Con le disposizioni in arrivo il pagamento dei contributi delle colf potrà essere eseguito, oltre che alle Poste, nelle tabaccherie, in banca e online. La misura si unisce a quella sulle modalità di assunzione del personale domestico in vigore da fine gennaio: oggi si può infatti comunicare l'assunzione direttamente all'Inps, al Contact center, superando la trafila di pratiche fino ad oggi in vigore.
L'iniziativa dell'Inps riguarda una platea molto ampia: i lavoratori domestici sono in totale in Italia 562 mila (spesso con più datori di lavoro) di cui 435 mila stranieri e 127 mila italiani.

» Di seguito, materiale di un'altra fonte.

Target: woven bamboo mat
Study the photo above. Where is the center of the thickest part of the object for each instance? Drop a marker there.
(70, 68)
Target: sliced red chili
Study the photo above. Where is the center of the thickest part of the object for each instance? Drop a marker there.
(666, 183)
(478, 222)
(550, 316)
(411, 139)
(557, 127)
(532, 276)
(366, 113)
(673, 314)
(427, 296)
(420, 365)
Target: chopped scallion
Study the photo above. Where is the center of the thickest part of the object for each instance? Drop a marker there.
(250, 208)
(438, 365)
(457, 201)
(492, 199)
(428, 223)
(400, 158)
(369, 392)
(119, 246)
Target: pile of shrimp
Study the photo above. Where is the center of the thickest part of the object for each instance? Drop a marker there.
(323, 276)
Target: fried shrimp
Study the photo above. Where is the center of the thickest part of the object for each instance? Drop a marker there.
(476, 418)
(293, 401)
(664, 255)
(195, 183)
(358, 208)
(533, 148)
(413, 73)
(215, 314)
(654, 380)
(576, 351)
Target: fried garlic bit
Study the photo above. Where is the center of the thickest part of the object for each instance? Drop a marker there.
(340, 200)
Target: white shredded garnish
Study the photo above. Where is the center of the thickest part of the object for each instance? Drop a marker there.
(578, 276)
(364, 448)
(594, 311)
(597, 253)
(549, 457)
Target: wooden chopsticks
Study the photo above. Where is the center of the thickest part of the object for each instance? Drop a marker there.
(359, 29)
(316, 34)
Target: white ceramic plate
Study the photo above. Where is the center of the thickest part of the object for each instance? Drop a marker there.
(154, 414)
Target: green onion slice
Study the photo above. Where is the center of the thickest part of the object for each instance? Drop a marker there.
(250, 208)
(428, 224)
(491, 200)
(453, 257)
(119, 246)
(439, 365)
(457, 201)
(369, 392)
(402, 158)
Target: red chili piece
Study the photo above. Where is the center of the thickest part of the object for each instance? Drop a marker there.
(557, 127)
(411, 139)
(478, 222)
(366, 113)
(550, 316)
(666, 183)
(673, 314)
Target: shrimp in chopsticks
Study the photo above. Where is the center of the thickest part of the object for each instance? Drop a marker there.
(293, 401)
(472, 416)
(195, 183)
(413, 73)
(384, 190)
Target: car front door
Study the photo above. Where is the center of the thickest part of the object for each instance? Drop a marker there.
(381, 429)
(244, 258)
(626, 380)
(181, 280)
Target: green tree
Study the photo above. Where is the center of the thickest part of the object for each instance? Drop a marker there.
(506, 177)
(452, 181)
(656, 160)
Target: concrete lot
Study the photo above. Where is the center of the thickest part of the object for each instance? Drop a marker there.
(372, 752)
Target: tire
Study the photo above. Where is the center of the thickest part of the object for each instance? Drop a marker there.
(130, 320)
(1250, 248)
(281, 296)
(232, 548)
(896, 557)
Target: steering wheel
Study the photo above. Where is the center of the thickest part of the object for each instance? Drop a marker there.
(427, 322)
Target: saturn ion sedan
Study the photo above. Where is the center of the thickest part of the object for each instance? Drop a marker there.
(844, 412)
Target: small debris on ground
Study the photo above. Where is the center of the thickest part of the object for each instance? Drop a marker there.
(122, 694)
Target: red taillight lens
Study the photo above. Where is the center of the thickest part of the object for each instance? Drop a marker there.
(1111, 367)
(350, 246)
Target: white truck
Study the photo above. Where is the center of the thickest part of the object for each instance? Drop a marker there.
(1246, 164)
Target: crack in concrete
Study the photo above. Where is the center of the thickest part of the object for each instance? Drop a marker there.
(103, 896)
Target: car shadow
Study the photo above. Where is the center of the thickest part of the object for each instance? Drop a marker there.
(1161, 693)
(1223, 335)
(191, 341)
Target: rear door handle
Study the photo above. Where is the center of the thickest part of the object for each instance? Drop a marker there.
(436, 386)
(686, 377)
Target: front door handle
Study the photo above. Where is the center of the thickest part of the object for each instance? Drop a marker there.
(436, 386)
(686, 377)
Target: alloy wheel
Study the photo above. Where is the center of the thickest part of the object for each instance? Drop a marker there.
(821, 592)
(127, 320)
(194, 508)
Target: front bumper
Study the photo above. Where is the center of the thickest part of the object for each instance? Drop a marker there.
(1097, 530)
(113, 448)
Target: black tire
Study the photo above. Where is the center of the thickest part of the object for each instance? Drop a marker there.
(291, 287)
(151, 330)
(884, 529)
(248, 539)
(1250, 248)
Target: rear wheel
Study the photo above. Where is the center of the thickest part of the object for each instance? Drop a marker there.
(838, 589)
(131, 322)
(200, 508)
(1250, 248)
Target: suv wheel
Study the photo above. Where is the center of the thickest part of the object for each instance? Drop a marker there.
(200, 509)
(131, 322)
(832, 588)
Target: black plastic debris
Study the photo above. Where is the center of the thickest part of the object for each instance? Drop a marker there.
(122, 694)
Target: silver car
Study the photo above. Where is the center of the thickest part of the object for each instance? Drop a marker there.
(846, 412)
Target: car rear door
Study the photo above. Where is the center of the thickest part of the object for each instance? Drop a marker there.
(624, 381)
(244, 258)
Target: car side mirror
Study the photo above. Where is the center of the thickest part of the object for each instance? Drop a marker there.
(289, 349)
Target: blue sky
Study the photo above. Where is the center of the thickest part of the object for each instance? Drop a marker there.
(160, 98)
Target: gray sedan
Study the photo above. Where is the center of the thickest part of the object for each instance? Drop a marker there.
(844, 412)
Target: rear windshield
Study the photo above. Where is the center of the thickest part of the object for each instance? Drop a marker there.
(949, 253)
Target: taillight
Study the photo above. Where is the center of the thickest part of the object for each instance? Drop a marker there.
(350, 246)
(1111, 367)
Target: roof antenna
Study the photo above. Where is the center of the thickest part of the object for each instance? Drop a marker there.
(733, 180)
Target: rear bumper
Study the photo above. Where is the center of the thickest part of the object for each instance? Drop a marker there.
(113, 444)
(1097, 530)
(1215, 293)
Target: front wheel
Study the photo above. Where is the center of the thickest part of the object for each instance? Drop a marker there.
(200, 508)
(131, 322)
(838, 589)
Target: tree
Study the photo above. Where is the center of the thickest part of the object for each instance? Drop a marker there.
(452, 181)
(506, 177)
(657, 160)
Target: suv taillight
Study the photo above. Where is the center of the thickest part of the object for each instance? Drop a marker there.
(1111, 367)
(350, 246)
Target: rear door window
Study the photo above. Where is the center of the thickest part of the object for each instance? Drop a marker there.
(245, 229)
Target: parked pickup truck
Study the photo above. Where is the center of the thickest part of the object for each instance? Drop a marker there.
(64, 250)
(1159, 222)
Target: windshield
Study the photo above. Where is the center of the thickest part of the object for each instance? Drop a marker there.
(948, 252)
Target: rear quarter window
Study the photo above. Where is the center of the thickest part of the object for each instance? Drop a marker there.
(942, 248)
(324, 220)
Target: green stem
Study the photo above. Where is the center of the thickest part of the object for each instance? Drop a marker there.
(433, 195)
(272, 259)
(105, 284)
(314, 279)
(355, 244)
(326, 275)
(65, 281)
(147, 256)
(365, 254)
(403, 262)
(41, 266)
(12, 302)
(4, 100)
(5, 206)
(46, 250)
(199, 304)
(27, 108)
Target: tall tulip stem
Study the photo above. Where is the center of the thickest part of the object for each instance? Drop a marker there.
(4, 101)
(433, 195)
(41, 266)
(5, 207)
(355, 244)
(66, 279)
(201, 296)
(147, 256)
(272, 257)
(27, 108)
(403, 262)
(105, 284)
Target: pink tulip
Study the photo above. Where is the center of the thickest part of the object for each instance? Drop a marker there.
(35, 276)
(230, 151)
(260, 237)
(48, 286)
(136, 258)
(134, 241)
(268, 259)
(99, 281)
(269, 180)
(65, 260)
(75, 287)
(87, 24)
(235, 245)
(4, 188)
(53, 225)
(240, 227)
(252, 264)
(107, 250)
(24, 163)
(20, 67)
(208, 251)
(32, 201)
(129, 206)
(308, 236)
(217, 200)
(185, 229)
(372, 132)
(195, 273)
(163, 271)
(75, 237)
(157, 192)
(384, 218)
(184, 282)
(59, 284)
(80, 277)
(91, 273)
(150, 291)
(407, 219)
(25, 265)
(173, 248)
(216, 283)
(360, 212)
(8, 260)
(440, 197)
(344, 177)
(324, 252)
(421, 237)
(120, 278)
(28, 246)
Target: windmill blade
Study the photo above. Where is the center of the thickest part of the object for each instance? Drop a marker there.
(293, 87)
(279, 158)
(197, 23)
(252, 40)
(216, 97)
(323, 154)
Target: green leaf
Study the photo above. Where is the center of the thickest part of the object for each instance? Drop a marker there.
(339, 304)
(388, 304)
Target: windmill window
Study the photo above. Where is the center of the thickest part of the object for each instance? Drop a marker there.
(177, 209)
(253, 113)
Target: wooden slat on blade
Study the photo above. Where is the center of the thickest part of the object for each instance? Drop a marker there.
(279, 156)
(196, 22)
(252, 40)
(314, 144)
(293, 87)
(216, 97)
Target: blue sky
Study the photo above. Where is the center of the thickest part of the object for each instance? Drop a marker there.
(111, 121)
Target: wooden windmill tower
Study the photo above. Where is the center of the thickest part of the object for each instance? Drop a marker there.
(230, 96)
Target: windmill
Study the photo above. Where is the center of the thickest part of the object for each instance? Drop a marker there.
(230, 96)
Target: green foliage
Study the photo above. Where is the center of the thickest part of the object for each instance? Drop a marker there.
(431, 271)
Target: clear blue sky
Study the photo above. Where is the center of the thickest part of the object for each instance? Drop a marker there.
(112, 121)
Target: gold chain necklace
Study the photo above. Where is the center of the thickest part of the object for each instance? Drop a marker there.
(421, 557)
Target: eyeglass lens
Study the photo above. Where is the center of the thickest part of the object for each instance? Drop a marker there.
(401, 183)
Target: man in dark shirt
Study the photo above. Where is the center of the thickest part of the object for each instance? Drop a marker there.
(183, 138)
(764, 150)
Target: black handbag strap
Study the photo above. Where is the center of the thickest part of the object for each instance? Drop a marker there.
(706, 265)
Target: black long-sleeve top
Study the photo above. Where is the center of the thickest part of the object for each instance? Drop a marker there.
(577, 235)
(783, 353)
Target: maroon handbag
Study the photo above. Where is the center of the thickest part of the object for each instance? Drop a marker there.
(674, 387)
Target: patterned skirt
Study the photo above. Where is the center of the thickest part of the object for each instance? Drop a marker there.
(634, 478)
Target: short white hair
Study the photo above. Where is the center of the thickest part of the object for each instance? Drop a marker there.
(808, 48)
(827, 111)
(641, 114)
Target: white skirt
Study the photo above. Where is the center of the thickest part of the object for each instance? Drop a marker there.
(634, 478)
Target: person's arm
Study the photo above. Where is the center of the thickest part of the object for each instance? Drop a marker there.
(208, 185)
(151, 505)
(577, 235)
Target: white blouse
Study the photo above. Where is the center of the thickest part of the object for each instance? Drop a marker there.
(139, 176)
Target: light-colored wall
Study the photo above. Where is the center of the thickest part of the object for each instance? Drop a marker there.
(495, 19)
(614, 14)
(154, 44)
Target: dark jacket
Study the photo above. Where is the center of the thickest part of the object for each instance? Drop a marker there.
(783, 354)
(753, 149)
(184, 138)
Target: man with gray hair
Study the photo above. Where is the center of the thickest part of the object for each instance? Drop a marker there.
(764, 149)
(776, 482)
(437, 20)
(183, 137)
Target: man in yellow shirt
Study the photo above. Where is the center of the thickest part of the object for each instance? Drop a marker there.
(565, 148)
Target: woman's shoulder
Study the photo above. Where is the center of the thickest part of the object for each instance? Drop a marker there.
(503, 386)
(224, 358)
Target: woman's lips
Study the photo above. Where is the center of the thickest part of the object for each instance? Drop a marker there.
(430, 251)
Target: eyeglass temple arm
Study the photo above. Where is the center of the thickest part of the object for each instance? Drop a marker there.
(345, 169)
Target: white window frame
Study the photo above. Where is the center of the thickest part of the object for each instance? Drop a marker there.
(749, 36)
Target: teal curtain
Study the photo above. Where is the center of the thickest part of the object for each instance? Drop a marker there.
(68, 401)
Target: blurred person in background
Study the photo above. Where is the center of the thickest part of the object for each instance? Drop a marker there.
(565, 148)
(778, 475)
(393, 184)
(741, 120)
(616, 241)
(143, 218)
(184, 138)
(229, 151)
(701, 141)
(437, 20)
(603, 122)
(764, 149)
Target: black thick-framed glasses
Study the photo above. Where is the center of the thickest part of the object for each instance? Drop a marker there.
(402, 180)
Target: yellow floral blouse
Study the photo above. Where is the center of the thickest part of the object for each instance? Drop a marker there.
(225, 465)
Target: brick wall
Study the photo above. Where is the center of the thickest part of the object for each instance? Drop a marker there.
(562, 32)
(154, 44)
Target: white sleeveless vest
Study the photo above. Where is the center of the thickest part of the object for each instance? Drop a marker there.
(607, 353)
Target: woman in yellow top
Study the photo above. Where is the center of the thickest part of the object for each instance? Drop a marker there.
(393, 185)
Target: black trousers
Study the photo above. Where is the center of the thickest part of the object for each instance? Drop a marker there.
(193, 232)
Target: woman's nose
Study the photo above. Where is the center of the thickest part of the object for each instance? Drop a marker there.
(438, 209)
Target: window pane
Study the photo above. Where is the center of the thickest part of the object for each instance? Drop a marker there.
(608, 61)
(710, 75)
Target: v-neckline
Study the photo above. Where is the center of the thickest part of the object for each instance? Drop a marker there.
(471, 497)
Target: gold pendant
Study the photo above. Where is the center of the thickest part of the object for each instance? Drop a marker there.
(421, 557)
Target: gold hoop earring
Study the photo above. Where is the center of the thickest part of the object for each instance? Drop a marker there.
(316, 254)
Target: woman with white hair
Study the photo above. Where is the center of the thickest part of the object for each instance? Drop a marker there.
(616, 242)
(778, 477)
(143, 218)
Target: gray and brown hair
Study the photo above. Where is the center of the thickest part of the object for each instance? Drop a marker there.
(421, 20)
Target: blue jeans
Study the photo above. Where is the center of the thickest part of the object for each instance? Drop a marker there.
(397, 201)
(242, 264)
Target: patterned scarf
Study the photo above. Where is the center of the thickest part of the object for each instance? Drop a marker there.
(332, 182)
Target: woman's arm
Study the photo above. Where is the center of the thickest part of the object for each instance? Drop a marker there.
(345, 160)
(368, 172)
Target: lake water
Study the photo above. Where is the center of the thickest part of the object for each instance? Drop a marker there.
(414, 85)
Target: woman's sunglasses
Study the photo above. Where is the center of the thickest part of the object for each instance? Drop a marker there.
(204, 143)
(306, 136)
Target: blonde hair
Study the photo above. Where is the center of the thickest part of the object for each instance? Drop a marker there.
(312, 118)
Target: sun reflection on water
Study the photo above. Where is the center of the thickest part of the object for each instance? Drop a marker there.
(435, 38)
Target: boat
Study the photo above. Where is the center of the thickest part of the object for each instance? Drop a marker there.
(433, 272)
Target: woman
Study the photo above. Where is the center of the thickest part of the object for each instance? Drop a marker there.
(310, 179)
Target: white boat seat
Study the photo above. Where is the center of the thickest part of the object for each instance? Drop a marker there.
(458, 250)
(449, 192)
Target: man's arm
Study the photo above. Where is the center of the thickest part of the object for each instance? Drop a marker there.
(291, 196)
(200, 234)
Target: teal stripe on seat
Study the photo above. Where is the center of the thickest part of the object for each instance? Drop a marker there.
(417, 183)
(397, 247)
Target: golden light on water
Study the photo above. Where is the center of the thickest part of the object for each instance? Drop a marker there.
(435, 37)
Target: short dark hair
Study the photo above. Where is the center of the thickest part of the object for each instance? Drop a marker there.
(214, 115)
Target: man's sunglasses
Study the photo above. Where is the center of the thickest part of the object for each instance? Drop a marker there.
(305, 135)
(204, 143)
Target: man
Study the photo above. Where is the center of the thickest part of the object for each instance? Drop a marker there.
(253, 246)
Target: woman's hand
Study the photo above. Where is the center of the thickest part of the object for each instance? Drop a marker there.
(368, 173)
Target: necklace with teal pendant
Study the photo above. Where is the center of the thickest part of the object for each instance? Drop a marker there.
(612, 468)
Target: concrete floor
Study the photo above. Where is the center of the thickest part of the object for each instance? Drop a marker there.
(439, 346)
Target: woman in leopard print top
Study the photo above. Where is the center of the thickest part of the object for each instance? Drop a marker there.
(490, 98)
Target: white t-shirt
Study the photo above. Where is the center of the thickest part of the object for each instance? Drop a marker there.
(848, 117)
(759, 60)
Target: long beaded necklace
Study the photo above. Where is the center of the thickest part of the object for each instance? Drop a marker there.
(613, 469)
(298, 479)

Quella delle italiane resta la comunità più importante di colf (con i 127 mila lavoratrici), seguono le romene con 110 mila presenze, seguite dalle ucraine con 72 mila lavoratori e solo al quarto posto arrivano le filippine (sono 49 mila)
Molto diffuso in questo settore è il lavoro nero, completo o parziale, e per questo motivo l'Inps tende la mano con la semplificazione ma annuncia anche che, per non incorrere in sanzioni, entro trenta giorni dovranno essere effettuati i versamenti per i trimestri scaduti. In programma dopo questo monitoraggio allargato è infatti un'azione di contrasto al "nero".
"L'Inps sta facendo una iniziativa di trasparenza e di semplificazione - spiega il presidente dell'Inps Antonio Mastrapasqua - , chiediamo a tutti di verificare la correttezza dei dati e di mettersi in regola. Vogliamo che emerga e che si regolarizzi un lavoro nero di gente più debole e che dunque rappresenta un doppio problema. Avvieremo di pari passo anche una serie di controlli mirati perché questa iniziativa non resti un fatto episodico".